Wie heißt eigentlich das Gegenteil von „Geheimtipp“? Bekannt wie der sprichwörtliche bunte Hund (obwohl: ich habe noch nie einen gesehen!)? Wie auch immer: die Trattoria Mario ist so eine Adresse, die munter überall weiter gereicht wird. Und womit? Mit Recht! Denn trotz der Menschenmengen, die hier jeden Mittag (außer sonntags oder im August) hineinströmen, und trotz der zahlreichen Artikel in allen möglichen und unmöglichen Publikationen weltweit: Der Laden ist klasse!

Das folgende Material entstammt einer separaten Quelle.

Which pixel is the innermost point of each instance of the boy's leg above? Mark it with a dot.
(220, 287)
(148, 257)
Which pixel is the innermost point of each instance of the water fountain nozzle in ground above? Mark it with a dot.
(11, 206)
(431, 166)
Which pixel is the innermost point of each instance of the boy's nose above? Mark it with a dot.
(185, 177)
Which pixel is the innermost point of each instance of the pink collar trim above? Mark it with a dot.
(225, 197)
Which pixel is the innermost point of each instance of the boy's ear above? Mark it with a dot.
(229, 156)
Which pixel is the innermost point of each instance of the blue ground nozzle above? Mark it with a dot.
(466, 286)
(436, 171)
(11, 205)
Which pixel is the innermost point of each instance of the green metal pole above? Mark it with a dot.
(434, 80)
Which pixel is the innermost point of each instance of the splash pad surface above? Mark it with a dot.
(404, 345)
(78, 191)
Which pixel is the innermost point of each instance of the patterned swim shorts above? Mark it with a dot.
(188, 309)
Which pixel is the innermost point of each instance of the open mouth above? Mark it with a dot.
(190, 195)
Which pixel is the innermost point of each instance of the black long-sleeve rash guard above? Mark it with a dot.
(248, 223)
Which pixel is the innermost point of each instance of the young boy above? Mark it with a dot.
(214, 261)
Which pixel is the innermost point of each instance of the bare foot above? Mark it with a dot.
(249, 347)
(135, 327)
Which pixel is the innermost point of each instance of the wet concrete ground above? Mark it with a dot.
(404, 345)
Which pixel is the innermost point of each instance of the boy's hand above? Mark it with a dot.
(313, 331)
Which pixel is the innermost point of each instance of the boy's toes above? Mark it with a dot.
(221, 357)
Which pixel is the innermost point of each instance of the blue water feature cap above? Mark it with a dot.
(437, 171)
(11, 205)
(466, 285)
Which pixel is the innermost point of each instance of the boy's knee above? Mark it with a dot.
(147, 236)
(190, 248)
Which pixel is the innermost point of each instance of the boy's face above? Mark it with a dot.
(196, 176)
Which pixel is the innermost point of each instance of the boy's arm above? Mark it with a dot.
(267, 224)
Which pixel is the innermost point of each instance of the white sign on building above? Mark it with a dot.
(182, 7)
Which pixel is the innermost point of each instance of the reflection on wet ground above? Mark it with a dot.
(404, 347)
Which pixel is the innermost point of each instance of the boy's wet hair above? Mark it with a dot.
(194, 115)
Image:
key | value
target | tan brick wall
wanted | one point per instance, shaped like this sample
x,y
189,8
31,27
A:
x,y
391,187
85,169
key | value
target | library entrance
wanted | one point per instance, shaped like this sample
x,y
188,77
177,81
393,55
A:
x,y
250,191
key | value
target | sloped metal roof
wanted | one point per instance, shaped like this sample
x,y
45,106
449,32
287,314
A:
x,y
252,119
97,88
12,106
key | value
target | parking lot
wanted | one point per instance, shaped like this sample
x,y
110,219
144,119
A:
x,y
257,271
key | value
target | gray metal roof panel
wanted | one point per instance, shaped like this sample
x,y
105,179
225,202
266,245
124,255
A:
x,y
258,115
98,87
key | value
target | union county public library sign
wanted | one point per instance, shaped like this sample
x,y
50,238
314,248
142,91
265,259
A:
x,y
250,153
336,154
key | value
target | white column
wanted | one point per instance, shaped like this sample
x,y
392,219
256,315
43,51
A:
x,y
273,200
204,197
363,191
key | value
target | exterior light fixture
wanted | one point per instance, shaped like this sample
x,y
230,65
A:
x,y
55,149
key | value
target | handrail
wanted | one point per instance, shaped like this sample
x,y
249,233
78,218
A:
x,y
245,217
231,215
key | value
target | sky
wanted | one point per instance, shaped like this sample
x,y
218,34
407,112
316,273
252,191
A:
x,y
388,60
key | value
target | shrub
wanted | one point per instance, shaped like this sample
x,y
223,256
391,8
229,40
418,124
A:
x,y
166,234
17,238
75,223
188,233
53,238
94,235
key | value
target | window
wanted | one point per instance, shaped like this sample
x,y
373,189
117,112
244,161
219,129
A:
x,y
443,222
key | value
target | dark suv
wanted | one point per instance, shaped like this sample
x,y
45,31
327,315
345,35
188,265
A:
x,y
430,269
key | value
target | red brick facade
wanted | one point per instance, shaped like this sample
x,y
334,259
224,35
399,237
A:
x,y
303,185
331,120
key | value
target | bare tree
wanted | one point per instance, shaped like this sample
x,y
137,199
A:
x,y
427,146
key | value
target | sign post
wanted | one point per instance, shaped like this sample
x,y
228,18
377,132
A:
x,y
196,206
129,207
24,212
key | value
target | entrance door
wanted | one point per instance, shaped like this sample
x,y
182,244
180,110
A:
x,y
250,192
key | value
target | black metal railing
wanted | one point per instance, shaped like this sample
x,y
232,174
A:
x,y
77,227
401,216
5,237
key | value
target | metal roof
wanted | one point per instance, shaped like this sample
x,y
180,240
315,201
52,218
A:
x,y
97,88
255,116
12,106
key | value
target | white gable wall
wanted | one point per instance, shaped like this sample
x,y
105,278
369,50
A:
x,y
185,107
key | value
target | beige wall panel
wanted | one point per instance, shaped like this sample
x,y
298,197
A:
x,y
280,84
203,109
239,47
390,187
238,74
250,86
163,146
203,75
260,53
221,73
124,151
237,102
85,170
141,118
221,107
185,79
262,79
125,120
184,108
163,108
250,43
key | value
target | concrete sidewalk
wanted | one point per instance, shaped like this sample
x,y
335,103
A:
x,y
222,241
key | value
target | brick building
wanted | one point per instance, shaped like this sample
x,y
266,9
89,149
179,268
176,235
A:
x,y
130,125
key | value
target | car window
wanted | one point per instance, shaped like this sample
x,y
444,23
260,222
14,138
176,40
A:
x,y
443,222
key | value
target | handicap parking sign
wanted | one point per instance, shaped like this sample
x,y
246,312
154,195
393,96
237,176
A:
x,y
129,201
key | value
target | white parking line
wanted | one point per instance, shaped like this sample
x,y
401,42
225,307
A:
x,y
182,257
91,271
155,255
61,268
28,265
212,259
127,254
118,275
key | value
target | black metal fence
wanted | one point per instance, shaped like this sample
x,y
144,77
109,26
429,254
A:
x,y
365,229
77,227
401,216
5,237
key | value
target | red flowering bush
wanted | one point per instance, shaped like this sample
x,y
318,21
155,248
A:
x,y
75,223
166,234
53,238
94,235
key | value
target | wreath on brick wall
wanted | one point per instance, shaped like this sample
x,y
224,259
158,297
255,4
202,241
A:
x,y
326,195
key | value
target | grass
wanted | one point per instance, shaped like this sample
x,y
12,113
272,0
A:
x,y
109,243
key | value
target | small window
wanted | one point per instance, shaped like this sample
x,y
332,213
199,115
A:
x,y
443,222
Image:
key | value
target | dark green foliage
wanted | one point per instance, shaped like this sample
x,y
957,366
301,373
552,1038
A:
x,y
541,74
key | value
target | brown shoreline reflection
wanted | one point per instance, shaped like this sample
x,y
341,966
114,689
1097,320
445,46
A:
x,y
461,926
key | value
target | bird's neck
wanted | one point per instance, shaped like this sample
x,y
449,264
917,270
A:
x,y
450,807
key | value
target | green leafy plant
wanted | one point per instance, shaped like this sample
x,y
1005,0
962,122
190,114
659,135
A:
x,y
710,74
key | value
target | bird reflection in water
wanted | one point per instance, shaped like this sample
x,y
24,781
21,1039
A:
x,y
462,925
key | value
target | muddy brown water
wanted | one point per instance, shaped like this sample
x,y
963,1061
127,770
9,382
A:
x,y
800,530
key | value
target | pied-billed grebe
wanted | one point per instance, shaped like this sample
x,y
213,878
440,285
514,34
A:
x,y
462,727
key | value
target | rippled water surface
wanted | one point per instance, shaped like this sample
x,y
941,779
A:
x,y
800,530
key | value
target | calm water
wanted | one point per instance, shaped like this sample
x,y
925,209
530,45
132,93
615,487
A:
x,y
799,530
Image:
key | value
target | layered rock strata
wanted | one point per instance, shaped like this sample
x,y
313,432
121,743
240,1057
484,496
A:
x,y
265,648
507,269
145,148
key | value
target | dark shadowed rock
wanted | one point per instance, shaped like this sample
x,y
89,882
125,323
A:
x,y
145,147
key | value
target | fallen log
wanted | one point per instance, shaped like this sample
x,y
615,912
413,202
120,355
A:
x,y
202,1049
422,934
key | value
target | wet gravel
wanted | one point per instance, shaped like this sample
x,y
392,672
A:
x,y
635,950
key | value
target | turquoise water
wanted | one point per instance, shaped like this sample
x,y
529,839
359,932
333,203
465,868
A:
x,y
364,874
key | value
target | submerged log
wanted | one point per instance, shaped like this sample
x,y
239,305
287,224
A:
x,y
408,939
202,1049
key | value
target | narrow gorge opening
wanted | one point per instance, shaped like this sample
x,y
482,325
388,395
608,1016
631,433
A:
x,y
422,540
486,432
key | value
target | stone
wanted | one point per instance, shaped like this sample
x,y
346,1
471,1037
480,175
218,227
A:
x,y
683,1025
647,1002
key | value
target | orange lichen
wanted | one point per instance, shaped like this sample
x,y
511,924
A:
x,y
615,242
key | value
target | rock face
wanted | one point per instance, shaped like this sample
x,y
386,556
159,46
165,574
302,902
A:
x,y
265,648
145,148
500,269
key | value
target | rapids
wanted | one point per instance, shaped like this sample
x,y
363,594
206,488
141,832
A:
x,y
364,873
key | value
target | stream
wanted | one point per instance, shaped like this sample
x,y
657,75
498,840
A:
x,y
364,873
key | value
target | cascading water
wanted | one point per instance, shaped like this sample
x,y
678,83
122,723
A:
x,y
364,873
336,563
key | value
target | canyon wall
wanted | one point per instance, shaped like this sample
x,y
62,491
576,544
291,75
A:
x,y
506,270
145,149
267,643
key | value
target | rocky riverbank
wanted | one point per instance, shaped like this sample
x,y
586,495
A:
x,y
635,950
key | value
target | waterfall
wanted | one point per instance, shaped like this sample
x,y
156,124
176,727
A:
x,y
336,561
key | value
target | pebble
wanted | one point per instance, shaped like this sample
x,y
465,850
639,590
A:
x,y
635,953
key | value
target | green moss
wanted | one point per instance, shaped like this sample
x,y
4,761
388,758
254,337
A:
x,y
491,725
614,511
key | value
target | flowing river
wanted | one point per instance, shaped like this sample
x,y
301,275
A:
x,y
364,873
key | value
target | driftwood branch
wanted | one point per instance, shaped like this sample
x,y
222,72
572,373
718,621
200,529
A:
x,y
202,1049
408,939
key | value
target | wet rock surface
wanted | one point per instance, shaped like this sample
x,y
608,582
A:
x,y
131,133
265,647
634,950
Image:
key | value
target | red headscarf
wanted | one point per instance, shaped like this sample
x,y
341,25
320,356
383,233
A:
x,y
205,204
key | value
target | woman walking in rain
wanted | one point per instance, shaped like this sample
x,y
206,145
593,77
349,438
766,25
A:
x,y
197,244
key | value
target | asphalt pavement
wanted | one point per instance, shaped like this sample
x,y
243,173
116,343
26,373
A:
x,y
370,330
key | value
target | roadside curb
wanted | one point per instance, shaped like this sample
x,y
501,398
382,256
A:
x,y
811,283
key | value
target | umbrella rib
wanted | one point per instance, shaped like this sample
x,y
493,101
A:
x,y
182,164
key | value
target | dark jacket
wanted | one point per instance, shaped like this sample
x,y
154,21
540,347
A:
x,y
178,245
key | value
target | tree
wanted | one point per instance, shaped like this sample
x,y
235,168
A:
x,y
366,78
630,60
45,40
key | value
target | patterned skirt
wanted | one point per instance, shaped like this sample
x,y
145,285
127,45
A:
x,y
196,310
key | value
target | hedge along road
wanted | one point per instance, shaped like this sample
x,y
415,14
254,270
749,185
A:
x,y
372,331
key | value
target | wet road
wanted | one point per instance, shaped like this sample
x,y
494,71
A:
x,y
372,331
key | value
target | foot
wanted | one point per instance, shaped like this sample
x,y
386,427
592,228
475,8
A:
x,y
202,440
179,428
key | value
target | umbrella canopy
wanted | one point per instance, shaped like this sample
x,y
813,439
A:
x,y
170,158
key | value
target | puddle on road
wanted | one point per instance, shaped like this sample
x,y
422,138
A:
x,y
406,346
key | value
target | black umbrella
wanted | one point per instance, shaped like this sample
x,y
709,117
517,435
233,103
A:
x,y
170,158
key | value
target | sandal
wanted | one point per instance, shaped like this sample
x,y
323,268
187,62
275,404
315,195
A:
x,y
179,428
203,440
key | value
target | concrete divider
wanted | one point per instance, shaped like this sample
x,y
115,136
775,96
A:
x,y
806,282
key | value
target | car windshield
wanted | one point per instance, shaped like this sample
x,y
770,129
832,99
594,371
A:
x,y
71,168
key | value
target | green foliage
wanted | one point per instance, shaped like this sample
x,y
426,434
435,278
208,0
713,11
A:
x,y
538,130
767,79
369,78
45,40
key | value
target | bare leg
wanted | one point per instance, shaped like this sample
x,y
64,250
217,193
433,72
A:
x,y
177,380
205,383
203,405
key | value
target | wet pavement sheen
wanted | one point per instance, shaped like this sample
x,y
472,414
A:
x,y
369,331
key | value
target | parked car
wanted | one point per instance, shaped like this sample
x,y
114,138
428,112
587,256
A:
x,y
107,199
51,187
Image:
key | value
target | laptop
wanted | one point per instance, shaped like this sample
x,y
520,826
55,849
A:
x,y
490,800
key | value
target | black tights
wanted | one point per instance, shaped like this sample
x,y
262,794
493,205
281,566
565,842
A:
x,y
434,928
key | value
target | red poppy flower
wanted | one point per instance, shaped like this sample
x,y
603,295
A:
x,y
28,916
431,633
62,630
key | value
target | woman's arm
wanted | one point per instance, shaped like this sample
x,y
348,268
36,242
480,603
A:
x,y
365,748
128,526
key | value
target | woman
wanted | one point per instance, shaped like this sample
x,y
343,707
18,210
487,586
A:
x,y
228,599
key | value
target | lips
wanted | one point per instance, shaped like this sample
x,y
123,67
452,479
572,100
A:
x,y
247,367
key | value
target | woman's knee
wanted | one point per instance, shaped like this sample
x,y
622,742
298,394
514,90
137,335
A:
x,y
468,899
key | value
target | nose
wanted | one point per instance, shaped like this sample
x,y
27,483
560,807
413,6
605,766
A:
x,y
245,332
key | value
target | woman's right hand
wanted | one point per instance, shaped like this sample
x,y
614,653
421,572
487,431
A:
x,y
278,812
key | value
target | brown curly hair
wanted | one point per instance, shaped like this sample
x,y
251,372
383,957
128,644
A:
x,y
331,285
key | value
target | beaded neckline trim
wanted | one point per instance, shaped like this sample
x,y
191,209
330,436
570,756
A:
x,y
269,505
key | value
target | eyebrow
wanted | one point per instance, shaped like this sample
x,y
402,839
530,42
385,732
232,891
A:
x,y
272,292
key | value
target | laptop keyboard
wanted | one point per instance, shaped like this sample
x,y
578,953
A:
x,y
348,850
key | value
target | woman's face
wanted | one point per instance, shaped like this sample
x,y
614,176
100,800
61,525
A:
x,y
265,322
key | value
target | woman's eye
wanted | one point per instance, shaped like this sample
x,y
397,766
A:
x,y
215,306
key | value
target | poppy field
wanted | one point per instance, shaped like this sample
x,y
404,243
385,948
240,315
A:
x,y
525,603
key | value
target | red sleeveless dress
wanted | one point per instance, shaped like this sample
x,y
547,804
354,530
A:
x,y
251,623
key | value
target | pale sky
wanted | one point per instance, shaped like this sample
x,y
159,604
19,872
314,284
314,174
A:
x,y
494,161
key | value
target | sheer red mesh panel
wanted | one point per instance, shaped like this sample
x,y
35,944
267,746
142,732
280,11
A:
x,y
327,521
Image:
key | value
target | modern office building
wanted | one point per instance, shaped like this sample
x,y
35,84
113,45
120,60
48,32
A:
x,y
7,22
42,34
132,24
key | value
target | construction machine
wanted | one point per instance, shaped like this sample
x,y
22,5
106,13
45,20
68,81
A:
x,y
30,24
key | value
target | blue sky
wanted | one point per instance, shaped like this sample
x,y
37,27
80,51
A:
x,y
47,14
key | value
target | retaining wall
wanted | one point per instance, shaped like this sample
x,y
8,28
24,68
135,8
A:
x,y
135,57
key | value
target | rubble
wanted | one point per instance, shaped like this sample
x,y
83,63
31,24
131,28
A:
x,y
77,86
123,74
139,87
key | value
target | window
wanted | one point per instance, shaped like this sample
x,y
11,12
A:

Die 1953 gegründete Trattoria liegt in Sichtweite zum Mercato Centrale, dem größten Markt von Florenz. Der hat täglich (außer sonntags) von sieben Uhr morgens bis zwei Uhr geöffnet – und wo geht man dann mittags hin? Genau: zu Mario. Das heißt, eigentlich geht man ja heute zum Romeo, denn der Sohn vom 1980 verstorbenen Mario (der bei der Gründung selbst noch als Sohn seiner Eltern mitmachte) steht heute in der Küche.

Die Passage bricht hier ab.